Coming back, I found another Air France self check-in machine at the Lisbon airport. I thought that maybe this one would be a little less hostile, so I gave it a go. To my pleasant surprise, it printed me out a card and told me I was now checked in. It also said that I didn't have a seat assigned at this point and should 'go to the meeting point' for seat assignment.
Meeting point? I figured that maybe this was the Portugo-French translation for 'Gate'. Maybe. So I took my card and headed for the gate. At the security checkpoint, Portugese Guard #1 shook his head at me and the pathetic little card I received from the Air France machine.

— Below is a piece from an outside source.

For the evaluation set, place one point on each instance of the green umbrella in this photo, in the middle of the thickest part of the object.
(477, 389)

PG#1: That is not a correct boarding card.
Me: But I got it from the boarding card machine...
PG#1: That is not a correct boarding card.
Me: It came out of the boarding card slot in the boarding card machine...

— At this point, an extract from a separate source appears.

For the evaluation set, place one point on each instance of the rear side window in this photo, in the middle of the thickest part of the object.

PG#1: Pointing at the words printed in 4 point font on the bottom left corner of the card which read 'NOT VALID FOR BOARDING' That is not a correct boarding card.
Oops. Yeah. Look at that.
I took my not-a-boarding-card back to the check-in desk and waited in line. (Isn't the whole point of a self-service check-in machine to remove the need to go to the check-in desk?) Once I got to the desk, I handed the not-a-boarding-card to the nice lady behind the desk, and said 'Your self check-in boarding card maker made me a not-a-boarding-card,' to which the nice lady behind the desk made one of those scrunched up faces which said 'why did you have to show up on my shift?'
It soon became apparent that she was genuinely confused by the not-a-boarding-card. She had to ask her two colleagues behind the desk what to make of it, and soon, I was single handedly preventing all passengers headed to Charles de Galle airport on that flight from checking in, as all of the checker-inners were all trying to sort out what my not-a-boarding-card meant.
Need to piss off a bunch of foreigners in a strange country without even trying? I'm your man.
After a fifteen minute consultation, they figured out that the self service check in machine had been out of boarding card paper, so it had printed me a not-a-boarding-card instead.
That's right. That means someone purposely designed machine to take two different kinds of paper: your normal boarding cards, and then an additional but different paper stock which was to be used to print out not-a-boarding-cards, just in case the other paper ran out. That's as oppossed to, oh, I don't know, just putting extra boarding card paper in there in the first place.
I can only imagine that this is directly tied to some Franco-employment scheme along the same lines as their latest good idea.
And yes - I did, eventually, get a real boarding card. But the guy behind me kicked my seat all the way to Paris.